藤沢師が常日頃から口にしているのは「目標のレースなどない」。「お馬さん(藤沢師は愛馬のことをこう表現する)の成長と体調に合わせてレースに出走させて、強いお馬さんにして、生産界に戻していくのが調教師の役割。ダービーでもオークスでも、レースに合わせて仕上げていくということはないですよ」という考え方なのだ。
藤沢師は93年にJRA最多勝利調教師になると、その後も95~00年の6年連続、02~04年の3年連続など、これまで計12度もこのタイトルを獲得。最高勝率調教師9度、最多賞金獲得調教師8度、優秀技術調教師9度と、調教師界を席巻してきた。JRA通算勝利(1954年以降)は1351勝(5月末現在)で2位松山吉三郎元調教師に7勝差(1位は尾形藤吉元調教師の1670勝)まで迫って歴代3位。重賞制覇数はダービーが101勝目となり、こちらも尾形元調教師の189勝に続く歴代2位。だが3歳5大クラシックに関しては、尾形元調教師がダービー8勝など計26勝を挙げているのに対して、昨年までの藤沢師は04年桜花賞のダンスインザムード1勝だけだった。
「ダービー制覇はホースマンの夢」と言われることが多いが、藤沢師に関してはあくまでも「3歳世代のトップレース」という位置付けであり、もちろん勝ちたいレースではあっても、そこにピークを持っていく仕上げ方はしないし、無理をしてまで使うレースでもないという考え方。最強の古馬に成長させて、無事なうちに種牡馬、繁殖牝馬として生産界へ戻すサイクルを理想としているのだ。
バブルガムフェローは3歳春の骨折でダービーは出走しなかったが、秋は菊花賞に見向きもせずに天皇賞・秋を制覇。4歳秋の天皇賞2着、ジャパンC3着と、ピークと思われる時期に引退した。3歳4月デビューのタイキシャトルは3歳時にマイルチャンピオンシップ、スプリンターズS優勝。4歳時は海外遠征でジャックルマロワ賞を制覇し、年末のスプリンターズS3着で引退。シンボリクリスエスはダービー2着後、バブルガムフェローと同様に天皇賞・秋に3歳で優勝し、有馬記念も制覇。4歳時も有馬記念で9馬身差をつける連覇を果たして引退した。ダービーで2着に惜敗したゼンノロブロイもシンボリクリスエスも、古馬になってからピークの強さを見せたのは、ダービー時点で仕上げ過ぎていなかったことが理由の一つにも思える。
レイデオロは、2歳時に2000m戦で3連勝した後に、皐月賞まで休養した。
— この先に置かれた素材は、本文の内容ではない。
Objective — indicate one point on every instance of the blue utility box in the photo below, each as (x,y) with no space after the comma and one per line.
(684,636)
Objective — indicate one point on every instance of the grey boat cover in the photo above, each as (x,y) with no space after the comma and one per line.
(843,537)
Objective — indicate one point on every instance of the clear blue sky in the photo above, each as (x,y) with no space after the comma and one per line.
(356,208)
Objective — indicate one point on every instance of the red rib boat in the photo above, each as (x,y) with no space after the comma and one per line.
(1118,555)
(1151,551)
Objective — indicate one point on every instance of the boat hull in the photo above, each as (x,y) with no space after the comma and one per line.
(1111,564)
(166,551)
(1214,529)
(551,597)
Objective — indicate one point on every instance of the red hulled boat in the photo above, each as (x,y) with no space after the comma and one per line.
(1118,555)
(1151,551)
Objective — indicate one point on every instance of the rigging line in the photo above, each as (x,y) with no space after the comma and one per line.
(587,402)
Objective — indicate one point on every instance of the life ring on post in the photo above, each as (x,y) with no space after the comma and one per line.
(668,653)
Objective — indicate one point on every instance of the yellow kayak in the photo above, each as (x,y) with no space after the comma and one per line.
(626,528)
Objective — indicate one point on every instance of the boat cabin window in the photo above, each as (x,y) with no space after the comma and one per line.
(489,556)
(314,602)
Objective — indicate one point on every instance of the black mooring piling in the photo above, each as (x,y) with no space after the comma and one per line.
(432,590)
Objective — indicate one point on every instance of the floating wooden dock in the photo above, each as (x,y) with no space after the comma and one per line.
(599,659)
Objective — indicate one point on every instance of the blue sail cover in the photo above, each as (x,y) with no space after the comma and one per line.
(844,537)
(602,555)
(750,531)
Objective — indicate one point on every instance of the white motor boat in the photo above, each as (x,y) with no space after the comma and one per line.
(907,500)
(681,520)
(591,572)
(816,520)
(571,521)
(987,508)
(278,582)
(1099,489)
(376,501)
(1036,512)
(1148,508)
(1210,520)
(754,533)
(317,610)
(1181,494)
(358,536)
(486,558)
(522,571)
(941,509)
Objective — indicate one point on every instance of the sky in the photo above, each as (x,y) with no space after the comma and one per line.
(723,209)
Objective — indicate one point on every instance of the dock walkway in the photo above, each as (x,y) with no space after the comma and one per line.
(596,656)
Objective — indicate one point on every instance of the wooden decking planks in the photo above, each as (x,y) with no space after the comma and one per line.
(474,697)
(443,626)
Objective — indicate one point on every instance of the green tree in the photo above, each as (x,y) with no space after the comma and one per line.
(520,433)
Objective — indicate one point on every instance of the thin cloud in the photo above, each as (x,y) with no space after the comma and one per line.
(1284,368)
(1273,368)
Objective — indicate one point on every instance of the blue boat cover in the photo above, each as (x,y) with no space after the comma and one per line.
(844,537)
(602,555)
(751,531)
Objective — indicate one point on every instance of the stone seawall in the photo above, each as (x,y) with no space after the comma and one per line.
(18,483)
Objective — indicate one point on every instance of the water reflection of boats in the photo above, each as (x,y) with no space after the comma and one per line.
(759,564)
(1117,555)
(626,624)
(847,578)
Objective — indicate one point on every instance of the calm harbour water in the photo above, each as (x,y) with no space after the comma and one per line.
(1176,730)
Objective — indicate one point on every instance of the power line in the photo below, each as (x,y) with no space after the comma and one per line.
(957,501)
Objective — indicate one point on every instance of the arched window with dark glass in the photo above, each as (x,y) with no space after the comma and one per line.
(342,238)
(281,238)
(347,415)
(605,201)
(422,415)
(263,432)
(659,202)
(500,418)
ぶっつけでの皐月賞は5着に敗れたが、1度使われたダービーできっちりと雪辱した。もちろん藤沢師が皐月賞を「ひと叩き」で使ったのではないことは、常に高勝率を続けていることが示している。ただ目標は皐月賞でも、ダービーでもなく、サラブレッドが完成する4歳秋にピークの強さを発揮させることであり、その意味でレイデオロが今後どのような完成形になっていくのか、興味が尽きない。
ダービー制覇の「歓喜」という感情は、別の意味ではあったかもしれない。レイデオロの母ラドラーダ、祖母レディブロンドは藤沢師が手掛けた牝馬であり、特にディープインパクトの半姉にあたるレディブロンドは仕上げに苦労して5歳6月という遅いデビュー。そこから無傷の5連勝でオープン入りし、スプリンターズS4着と初敗戦後に、わずか1シーズン限りで引退させた。繁殖入りして5頭の産駒しか残せずに死亡したが、そのうちの1頭であるラドラーダからレイデオロが登場したことになる。またレイデオロの母の父はシンボリクリスエス。こちらも種牡馬としてはやや苦労している状況だったが、ブルードメアサイアーとしてダービー馬を送り出したことで、無事に生産界に戻した藤沢師の決断が報われたことになる。日本ダービー後の藤沢師の笑顔には、そんな思いが込められていたように見えた。